Theoretically, The Real Housewives is an interesting concept when it comes to Reality TV. A show featuring women who portray themselves as power players in their respective cities complete with lavish lifestyles. However, throughout the years people became less interested in the opulence and more fascinated by the train wreck aspect of their lives. Rather than pay attention to the money, power, and respect these women try to convince the audiences they have, viewers are more intrigued by the bankruptcies, evictions, and relationship problems that come with trying to keep up with the Joneses. When drama and strife take center stage on any of The Real Housewives shows, it translates to ratings for Bravo.
A good example of this is The Real Housewives of Atlanta, which scored its highest ratings during its sixth season (and also achieved the highest ratings of any Real Housewives franchise in the process). The show is airing a three-part reunion for season six, the first of which premiered this past Sunday, April 20. I tuned in to watch, as I'm sure many others did, solely to see the exchange between cast members Porsha Stewart and Kenya Moore -- a fight that had already been covered by the media prior to airing since it involved a physical altercation.

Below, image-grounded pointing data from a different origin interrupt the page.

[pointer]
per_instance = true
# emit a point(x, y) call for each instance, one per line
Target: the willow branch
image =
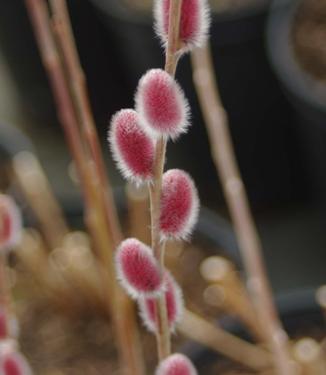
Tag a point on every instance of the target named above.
point(171, 60)
point(224, 158)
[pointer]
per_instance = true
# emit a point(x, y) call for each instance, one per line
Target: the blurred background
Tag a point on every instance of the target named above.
point(270, 61)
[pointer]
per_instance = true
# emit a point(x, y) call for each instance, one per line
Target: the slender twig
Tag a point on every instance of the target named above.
point(196, 328)
point(96, 207)
point(77, 82)
point(163, 332)
point(249, 242)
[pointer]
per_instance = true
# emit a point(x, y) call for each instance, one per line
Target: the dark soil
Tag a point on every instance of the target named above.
point(78, 340)
point(308, 37)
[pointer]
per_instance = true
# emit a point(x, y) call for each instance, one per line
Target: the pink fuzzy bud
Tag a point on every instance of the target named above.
point(174, 305)
point(176, 364)
point(194, 22)
point(161, 104)
point(138, 269)
point(13, 363)
point(132, 148)
point(10, 223)
point(3, 324)
point(179, 204)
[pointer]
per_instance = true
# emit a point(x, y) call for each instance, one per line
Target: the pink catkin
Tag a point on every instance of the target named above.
point(132, 148)
point(14, 364)
point(138, 269)
point(161, 104)
point(176, 364)
point(179, 205)
point(194, 21)
point(174, 305)
point(10, 223)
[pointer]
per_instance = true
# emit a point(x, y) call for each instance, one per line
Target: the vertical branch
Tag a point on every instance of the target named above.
point(33, 183)
point(171, 60)
point(78, 87)
point(249, 242)
point(86, 152)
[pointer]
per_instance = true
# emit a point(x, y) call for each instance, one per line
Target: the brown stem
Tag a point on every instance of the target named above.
point(196, 328)
point(77, 82)
point(33, 182)
point(171, 60)
point(249, 243)
point(88, 160)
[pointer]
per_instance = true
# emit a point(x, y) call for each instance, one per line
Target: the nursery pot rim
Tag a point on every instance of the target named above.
point(296, 80)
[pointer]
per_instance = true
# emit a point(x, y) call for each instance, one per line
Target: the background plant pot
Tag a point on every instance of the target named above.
point(300, 315)
point(307, 96)
point(259, 115)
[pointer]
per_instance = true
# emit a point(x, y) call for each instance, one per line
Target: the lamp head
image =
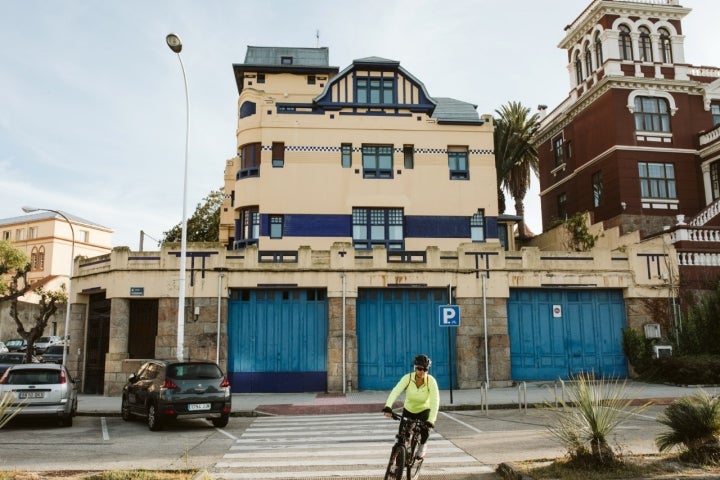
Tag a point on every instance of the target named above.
point(174, 42)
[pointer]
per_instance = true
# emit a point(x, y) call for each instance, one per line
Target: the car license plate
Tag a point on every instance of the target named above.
point(31, 394)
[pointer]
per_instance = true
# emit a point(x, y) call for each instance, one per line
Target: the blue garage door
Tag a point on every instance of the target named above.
point(394, 325)
point(277, 340)
point(583, 335)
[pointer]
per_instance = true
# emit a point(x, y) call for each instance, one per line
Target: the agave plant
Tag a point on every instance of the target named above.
point(594, 409)
point(694, 423)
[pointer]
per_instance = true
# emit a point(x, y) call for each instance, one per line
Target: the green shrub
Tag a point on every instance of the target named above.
point(695, 424)
point(687, 370)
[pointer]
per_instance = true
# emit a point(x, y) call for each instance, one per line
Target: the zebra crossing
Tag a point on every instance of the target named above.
point(323, 446)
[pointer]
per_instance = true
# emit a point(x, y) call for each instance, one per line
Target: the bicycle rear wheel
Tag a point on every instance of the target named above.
point(414, 463)
point(396, 465)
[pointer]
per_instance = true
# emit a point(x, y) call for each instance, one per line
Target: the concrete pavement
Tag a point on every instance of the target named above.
point(524, 395)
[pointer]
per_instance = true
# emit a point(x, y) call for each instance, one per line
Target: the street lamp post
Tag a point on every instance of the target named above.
point(66, 343)
point(175, 44)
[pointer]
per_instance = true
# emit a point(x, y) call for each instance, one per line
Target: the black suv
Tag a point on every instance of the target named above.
point(164, 390)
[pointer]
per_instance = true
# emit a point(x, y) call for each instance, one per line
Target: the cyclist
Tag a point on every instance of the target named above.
point(422, 398)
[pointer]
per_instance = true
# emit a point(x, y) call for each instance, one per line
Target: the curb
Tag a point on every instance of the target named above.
point(509, 472)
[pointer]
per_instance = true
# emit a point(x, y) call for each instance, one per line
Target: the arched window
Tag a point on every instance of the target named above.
point(652, 114)
point(578, 68)
point(645, 45)
point(37, 259)
point(625, 43)
point(588, 58)
point(599, 60)
point(665, 45)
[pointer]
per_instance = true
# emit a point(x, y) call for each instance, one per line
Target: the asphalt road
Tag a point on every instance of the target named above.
point(103, 443)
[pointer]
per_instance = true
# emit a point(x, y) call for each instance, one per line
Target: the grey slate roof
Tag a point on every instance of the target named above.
point(302, 57)
point(45, 215)
point(451, 110)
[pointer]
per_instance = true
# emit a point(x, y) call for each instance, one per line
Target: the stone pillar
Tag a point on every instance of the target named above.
point(335, 345)
point(76, 330)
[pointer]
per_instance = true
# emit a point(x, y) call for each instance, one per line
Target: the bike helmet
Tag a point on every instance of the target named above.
point(422, 361)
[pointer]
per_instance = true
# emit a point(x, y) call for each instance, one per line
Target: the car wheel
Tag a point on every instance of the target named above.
point(221, 422)
point(154, 421)
point(125, 410)
point(66, 421)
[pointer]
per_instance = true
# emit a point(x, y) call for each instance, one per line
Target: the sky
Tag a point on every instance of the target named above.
point(92, 101)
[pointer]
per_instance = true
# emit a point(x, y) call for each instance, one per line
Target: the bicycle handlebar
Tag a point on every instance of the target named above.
point(397, 416)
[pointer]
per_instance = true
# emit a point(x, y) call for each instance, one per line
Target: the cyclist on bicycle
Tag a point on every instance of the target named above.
point(422, 398)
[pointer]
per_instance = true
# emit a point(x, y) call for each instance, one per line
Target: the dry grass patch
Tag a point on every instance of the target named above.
point(624, 467)
point(99, 475)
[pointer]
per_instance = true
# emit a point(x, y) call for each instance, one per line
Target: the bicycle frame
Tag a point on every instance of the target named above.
point(402, 456)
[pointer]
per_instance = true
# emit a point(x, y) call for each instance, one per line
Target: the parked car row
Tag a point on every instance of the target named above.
point(159, 392)
point(20, 344)
point(165, 390)
point(40, 390)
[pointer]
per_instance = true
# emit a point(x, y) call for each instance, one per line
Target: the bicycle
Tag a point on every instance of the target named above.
point(402, 456)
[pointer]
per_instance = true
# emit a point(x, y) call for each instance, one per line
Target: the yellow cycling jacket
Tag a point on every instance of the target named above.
point(417, 399)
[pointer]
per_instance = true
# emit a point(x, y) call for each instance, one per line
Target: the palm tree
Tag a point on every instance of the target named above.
point(515, 155)
point(596, 408)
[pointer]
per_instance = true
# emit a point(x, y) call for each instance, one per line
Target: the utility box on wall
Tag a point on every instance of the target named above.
point(662, 351)
point(652, 330)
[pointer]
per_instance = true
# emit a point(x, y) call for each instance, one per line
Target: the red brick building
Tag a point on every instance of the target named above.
point(637, 141)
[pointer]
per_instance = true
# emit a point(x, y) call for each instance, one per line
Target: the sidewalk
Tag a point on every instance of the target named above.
point(521, 396)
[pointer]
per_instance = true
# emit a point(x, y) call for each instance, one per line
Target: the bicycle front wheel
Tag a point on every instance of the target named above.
point(396, 465)
point(414, 469)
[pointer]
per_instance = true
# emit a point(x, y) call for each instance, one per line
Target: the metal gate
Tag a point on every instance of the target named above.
point(394, 325)
point(559, 333)
point(98, 340)
point(277, 340)
point(143, 328)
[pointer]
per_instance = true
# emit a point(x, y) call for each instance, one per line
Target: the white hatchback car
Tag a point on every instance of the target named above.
point(40, 390)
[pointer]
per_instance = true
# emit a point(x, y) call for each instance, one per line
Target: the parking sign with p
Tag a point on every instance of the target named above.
point(449, 315)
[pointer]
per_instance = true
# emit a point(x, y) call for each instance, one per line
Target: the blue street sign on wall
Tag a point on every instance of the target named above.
point(449, 315)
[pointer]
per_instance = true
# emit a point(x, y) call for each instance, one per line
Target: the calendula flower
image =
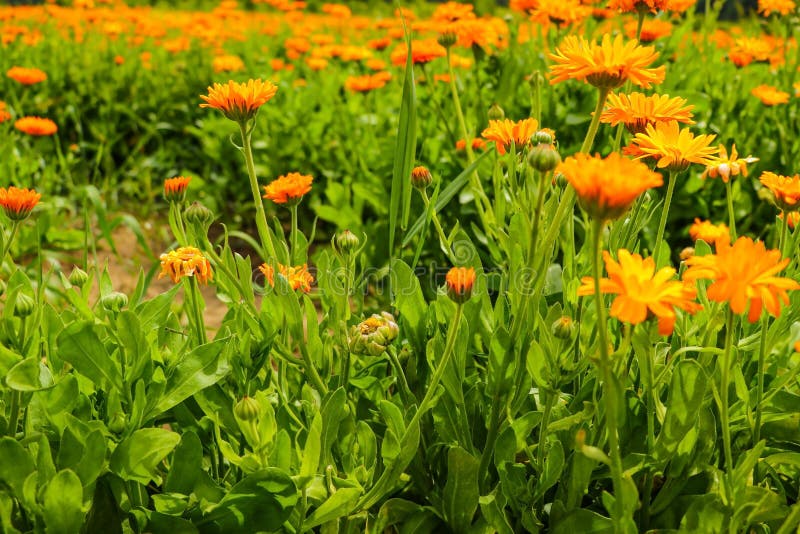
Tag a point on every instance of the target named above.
point(743, 274)
point(607, 187)
point(36, 126)
point(504, 132)
point(18, 203)
point(674, 148)
point(724, 167)
point(709, 232)
point(288, 189)
point(298, 276)
point(641, 291)
point(785, 189)
point(26, 76)
point(186, 261)
point(239, 101)
point(769, 95)
point(637, 110)
point(607, 65)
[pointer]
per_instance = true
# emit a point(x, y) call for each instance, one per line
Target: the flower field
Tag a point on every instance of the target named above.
point(446, 267)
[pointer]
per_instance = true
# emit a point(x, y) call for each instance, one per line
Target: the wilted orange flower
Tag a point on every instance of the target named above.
point(769, 95)
point(298, 277)
point(637, 110)
point(709, 232)
point(18, 203)
point(186, 261)
point(742, 274)
point(725, 167)
point(36, 126)
point(607, 187)
point(239, 101)
point(674, 148)
point(608, 65)
point(641, 291)
point(288, 189)
point(506, 131)
point(26, 76)
point(785, 189)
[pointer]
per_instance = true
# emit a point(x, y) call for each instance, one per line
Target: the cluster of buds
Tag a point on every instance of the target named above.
point(372, 336)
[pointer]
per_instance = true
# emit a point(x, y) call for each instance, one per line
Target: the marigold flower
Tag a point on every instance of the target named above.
point(298, 277)
point(607, 187)
point(36, 126)
point(506, 131)
point(288, 189)
point(18, 203)
point(674, 148)
point(637, 110)
point(607, 65)
point(186, 261)
point(239, 101)
point(744, 273)
point(641, 291)
point(769, 95)
point(26, 76)
point(709, 232)
point(724, 167)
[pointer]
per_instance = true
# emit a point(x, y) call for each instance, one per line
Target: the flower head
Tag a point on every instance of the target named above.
point(674, 148)
point(607, 187)
point(608, 65)
point(186, 261)
point(239, 101)
point(18, 203)
point(743, 274)
point(641, 291)
point(288, 189)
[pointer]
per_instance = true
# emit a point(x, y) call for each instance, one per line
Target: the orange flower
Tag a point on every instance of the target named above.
point(725, 167)
point(239, 101)
point(608, 65)
point(26, 76)
point(18, 203)
point(674, 148)
point(607, 187)
point(186, 261)
point(742, 274)
point(785, 189)
point(769, 95)
point(641, 291)
point(298, 277)
point(36, 126)
point(288, 189)
point(709, 232)
point(506, 131)
point(636, 110)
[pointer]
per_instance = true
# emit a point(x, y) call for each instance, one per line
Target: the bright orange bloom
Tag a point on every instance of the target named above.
point(725, 167)
point(26, 76)
point(674, 148)
point(288, 189)
point(298, 277)
point(186, 261)
point(36, 126)
point(239, 101)
point(742, 274)
point(607, 187)
point(641, 291)
point(769, 95)
point(18, 203)
point(709, 232)
point(785, 189)
point(636, 110)
point(506, 131)
point(608, 65)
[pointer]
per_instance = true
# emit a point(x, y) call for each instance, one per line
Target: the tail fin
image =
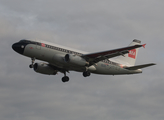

I thought it was going to be amusing, but it wasn't. Instead, it was sad. Watching the moment where Porsha grabbed Kenya's hair and dragged her across the floor made me uncomfortable. I turned it off shortly after.
I'll admit I was a one-time huge fan, but I don't keep up with The Real Housewives of any city anymore. Reason being because I started to see a shift in the way the ladies were being presented a few years back. The shows representing each city (Orange County, New York, New Jersey, Atlanta, Beverly Hills, and Miami) became darker and much more mean-spirited than when they first began, which is strange considering that even though all the shows air on Bravo, they are produced by different entities. It almost seemed as if each production company's mission was to outdo the other cities by becoming the show with the most poorly behaved women, and in doing so, simultaneously become the meanest and most popular kid in the Bravo sandbox.
The first installment of The Real Housewives of Atlanta reunion magnifies the darkness that has taken over the franchise. It also showcases how out of touch the cast, production, and possibly even Bravo have become with reality in their quest to bring "Reality" to the masses. While it's true that adults should be held accountable for their own actions, why on earth would anyone involved with production during the reunion have allowed Kenya Moore to walk on set with a handful of props? (Moore waved around a scepter prior to barking comments into a bullhorn, and both actions escalated the tension between her and Stewart.)
Of course, a logical explanation is everyone involved with filming that day probably thought it would provide the reunion show with the right amount of agitation and humor, and give them some great footage. Even Andy Cohen can be seen smirking as Moore uses the bullhorn -- that is until Stewart and Moore both stood up from the couch they were sitting on and things got physical. This wasn't the first time a housewife dragged a prop onto a reunion show, but it marked the first time a prop led to a housewife being dragged across the set.
Moore was wrong for provoking her cast mates, Stewart was wrong for pulling Moore's hair, and both Bravo and True Entertainment (the production company responsible for The Real Housewives of Atlanta) were wrong for providing and cultivating the environment that allowed all of this to happen.
For his part, Andy Cohen tweeted that props would no longer be allowed at reunion tapings the day after the episode aired:
It's official - no more props at reunions.
— Andy Cohen (@Andy) April 21, 2014
Remember when Teresa Guidice flipped a dinner table during the first season of The Real Housewives of New Jersey? Several years later that bold act seems almost like something out of an Emily Post etiquette book when you take into consideration how mean and aggressive these "housewives" have been behaving lately. With Moore and Stewart's fight, the ante has once again been raised. Where the crazy train is heading depends on how badly these women want the paychecks and fame attached to The Real Housewives franchise, and how much Bravo and the production companies are willing to let them act a fool.